GULF WEEKLY: PIF and Sharjah issue debt, UAE invests $35bn in Egypt, Qatar expands LNG, UAE delisted by FATF
A skimmable summary overlaid with our analysis and links. Headlines:
* OPEC+ sources indicated that the current cuts could next week be extended into Q2.
* A new Gaza ceasefire proposal is under review as the death toll crosses 30k, including 112 in a single incident this week.
* Abu Dhabi is hosting a WTO meeting, and ministers met on the sidelines for UK-GCC FTA talks.
* Aramco revised up by 7% the reserves of its giant Jafurah unconventional gas field.
* PIF issued a $2bn 7-year sukuk at +85bp, on top of $8.5bn in bonds and sukuk since October.
* Sharjah issued a $750m 12-year sustainable bond at +195bp.
* Sharjah’s 2023 inflation of 1.8% was mid-way between Abu Dhabi and Dubai.
* An Abu Dhabi bond is reportedly under consideration.
* As expected, the UAE was removed from the FATF gray list after improving its AML/CTF regime.
* Dubai is selling a 25% stake in Parkin, its state-owned car parks, in its third transit-related IPO.
* The UAE has paid the first installment of a transformational $35bn investment in Egypt through ADQ.
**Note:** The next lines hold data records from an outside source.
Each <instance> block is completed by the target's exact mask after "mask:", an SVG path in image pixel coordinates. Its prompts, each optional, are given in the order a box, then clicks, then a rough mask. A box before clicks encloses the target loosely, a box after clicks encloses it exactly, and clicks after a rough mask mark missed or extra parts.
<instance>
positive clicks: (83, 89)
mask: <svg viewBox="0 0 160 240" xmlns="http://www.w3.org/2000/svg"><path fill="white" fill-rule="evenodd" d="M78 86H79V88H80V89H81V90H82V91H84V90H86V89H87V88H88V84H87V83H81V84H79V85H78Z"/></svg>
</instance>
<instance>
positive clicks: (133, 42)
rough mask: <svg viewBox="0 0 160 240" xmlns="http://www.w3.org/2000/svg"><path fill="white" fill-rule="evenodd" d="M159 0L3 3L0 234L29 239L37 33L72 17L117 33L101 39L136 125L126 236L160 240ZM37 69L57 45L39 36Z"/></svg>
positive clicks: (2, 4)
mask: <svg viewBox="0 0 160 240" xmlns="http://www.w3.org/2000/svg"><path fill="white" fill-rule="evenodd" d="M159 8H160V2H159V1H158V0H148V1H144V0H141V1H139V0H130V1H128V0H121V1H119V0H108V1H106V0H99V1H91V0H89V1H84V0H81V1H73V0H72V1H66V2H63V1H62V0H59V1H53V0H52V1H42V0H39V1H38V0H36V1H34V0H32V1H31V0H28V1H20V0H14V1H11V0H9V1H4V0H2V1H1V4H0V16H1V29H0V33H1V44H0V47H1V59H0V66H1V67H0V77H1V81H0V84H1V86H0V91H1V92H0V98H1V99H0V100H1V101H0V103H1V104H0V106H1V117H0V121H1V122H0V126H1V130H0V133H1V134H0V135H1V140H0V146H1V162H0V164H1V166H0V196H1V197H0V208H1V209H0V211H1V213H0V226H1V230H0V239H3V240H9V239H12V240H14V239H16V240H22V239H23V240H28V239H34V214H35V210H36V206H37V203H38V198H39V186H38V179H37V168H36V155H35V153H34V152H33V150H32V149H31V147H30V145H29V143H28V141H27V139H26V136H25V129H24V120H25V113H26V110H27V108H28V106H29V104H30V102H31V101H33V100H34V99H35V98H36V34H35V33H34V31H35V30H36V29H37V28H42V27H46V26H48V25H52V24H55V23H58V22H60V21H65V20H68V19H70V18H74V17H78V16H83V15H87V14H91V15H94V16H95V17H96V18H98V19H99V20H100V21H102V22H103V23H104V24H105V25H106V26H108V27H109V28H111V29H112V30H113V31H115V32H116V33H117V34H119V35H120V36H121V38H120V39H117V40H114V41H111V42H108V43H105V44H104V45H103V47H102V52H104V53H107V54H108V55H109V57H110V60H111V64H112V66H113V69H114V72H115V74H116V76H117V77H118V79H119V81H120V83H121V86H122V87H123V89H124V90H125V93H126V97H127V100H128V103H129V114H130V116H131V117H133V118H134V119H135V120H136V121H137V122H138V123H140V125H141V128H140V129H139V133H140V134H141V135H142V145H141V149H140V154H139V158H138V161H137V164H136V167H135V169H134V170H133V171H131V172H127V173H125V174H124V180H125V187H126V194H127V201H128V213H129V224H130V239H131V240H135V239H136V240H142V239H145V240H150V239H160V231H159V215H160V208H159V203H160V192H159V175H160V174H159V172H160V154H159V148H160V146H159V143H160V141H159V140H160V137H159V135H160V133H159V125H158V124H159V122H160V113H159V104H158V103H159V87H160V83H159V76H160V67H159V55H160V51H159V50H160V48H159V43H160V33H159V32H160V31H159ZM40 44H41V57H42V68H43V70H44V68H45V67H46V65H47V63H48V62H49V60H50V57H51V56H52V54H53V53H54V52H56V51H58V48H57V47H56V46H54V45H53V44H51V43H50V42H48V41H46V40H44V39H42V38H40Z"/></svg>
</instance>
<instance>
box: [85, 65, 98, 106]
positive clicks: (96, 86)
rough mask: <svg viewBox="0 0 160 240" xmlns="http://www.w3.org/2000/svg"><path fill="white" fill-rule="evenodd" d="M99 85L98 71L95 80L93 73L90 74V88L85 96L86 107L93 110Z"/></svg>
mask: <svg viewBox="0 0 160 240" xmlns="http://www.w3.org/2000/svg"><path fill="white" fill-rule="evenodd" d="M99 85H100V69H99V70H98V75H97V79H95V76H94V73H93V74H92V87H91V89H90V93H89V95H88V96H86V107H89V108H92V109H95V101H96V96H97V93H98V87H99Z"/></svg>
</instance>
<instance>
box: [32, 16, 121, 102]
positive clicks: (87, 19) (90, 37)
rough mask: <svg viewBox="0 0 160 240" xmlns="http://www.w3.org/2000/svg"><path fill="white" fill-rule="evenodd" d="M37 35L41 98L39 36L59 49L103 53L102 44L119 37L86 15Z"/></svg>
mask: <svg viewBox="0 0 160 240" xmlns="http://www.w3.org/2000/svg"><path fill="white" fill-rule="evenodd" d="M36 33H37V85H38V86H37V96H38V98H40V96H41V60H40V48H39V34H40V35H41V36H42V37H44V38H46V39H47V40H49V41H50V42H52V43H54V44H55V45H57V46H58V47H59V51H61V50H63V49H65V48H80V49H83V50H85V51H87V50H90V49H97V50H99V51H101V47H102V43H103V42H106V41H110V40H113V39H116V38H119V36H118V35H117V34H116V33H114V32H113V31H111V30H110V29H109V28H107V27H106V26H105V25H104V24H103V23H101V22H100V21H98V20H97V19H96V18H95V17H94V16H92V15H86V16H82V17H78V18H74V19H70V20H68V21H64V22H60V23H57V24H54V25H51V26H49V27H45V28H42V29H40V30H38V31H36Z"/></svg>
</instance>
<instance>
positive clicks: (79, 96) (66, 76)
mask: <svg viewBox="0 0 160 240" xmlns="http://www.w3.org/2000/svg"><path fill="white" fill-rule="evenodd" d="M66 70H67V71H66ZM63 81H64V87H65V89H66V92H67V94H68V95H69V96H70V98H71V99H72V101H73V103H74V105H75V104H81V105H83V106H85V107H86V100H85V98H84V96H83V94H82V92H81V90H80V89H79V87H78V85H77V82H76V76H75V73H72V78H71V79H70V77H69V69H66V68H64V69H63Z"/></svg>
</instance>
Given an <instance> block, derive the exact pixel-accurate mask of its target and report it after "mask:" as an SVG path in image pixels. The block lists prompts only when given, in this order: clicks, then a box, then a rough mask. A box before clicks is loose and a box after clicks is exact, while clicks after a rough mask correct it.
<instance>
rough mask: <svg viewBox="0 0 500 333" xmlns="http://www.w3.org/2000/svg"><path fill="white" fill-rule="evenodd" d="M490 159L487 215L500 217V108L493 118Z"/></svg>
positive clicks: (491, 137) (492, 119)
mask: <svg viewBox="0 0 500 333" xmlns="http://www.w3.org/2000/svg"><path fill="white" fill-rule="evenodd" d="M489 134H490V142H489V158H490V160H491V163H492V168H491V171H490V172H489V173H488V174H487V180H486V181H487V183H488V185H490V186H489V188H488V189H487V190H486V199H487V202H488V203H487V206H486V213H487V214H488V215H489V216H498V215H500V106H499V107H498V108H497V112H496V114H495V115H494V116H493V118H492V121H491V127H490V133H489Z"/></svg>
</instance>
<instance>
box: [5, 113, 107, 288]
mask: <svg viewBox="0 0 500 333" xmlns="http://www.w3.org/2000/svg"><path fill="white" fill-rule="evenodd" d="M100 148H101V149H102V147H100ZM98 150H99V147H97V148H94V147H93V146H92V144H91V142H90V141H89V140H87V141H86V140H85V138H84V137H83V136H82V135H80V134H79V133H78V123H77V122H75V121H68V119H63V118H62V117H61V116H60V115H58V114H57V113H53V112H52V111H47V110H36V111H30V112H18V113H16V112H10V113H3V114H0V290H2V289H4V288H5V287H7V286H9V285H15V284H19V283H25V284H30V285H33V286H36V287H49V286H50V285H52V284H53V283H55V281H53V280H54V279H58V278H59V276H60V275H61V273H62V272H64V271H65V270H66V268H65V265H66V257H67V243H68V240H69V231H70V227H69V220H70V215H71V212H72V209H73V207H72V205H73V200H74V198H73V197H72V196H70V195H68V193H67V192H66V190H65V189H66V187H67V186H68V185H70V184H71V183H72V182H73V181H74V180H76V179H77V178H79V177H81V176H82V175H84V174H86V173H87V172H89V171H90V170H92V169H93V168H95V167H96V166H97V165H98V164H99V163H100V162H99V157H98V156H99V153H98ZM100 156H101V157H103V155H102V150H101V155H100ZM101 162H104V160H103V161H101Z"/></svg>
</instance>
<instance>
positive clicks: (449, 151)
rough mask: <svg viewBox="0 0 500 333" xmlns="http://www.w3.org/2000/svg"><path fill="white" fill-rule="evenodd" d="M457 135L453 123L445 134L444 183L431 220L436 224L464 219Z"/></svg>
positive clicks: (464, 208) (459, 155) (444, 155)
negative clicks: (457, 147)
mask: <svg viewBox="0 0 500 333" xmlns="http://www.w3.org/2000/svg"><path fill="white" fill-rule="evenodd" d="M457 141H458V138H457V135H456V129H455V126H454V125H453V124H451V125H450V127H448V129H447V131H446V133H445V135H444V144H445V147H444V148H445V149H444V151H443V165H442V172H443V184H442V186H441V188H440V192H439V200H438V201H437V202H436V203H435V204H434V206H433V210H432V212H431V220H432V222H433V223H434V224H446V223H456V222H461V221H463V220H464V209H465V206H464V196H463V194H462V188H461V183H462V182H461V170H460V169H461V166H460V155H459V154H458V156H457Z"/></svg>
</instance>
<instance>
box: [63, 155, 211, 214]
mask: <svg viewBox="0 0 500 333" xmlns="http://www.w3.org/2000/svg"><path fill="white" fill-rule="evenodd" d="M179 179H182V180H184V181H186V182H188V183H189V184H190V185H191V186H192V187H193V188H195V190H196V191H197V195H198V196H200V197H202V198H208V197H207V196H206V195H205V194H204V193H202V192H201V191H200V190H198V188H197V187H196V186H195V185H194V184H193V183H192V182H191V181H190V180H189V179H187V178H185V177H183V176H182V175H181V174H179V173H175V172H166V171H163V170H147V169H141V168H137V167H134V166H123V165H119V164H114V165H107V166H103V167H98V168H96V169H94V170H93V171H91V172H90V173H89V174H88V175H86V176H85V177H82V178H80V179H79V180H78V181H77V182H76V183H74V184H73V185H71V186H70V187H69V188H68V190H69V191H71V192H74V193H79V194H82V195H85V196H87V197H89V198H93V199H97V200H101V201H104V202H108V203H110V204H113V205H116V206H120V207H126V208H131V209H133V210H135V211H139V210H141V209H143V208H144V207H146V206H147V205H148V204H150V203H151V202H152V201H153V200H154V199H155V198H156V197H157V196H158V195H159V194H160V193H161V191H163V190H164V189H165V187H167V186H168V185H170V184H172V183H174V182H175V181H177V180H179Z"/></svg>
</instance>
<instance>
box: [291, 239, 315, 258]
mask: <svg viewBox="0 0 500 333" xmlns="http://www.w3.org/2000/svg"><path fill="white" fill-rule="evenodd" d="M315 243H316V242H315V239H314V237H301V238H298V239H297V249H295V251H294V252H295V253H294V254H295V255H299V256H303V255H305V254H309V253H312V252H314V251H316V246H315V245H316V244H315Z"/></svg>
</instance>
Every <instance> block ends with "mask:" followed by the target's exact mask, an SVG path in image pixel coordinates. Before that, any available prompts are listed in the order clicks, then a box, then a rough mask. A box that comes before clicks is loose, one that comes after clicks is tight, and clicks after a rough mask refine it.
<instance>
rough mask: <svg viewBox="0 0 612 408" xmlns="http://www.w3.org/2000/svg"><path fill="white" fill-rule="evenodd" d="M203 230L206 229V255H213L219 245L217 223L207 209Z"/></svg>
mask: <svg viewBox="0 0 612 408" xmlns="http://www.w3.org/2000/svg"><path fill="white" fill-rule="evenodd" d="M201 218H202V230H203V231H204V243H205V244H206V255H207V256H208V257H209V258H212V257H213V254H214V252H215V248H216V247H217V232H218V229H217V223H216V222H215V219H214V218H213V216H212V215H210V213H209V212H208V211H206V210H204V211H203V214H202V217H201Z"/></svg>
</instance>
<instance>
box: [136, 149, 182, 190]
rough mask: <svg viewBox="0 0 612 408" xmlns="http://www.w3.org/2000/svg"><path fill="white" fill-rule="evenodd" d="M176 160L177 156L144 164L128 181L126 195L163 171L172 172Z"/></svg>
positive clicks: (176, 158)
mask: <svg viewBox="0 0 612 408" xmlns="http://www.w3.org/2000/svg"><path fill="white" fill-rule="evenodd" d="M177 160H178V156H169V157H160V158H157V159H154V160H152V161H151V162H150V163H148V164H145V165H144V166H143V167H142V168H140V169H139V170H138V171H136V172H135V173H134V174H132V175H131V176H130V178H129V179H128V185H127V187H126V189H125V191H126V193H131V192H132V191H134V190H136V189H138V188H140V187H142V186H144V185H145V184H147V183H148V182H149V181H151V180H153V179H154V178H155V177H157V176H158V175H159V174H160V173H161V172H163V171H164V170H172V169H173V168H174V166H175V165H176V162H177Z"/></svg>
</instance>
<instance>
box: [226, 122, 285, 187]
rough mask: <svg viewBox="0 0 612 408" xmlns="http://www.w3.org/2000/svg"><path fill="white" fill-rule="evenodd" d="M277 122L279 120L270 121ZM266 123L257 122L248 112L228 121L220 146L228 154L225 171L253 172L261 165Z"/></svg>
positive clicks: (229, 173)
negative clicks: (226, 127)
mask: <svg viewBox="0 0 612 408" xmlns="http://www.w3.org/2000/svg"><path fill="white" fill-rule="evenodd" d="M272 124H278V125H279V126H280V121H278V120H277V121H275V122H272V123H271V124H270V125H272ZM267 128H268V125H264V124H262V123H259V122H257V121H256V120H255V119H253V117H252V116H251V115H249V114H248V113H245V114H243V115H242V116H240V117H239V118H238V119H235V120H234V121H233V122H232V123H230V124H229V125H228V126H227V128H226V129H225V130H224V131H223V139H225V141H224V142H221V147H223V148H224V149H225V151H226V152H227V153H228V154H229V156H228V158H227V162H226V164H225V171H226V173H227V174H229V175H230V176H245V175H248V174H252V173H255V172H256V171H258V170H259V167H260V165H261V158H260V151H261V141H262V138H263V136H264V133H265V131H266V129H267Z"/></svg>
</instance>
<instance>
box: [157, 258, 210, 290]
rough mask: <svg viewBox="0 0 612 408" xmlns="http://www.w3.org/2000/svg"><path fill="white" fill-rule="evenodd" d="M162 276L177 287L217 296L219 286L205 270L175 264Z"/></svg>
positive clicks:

* Qatar announced yet another phase of LNG expansion, North Field West, equivalent to a fifth of current output.
* QIA announced plans for a $1bn regional VC fund of funds and pledged to invest €10bn in France.
* Kuwait has scheduled elections for April 4, after the Amir recently dissolved parliament.
* Oman is nearing the conclusion of a trade deal with India, which would be its first bilateral deal since 2006.
* Bahrain’s parliament is pushing to reserve key sectors for Bahraini employees, which the government opposes.
* Databank updates: Sharjah fiscal; Dubai and Sharjah inflation.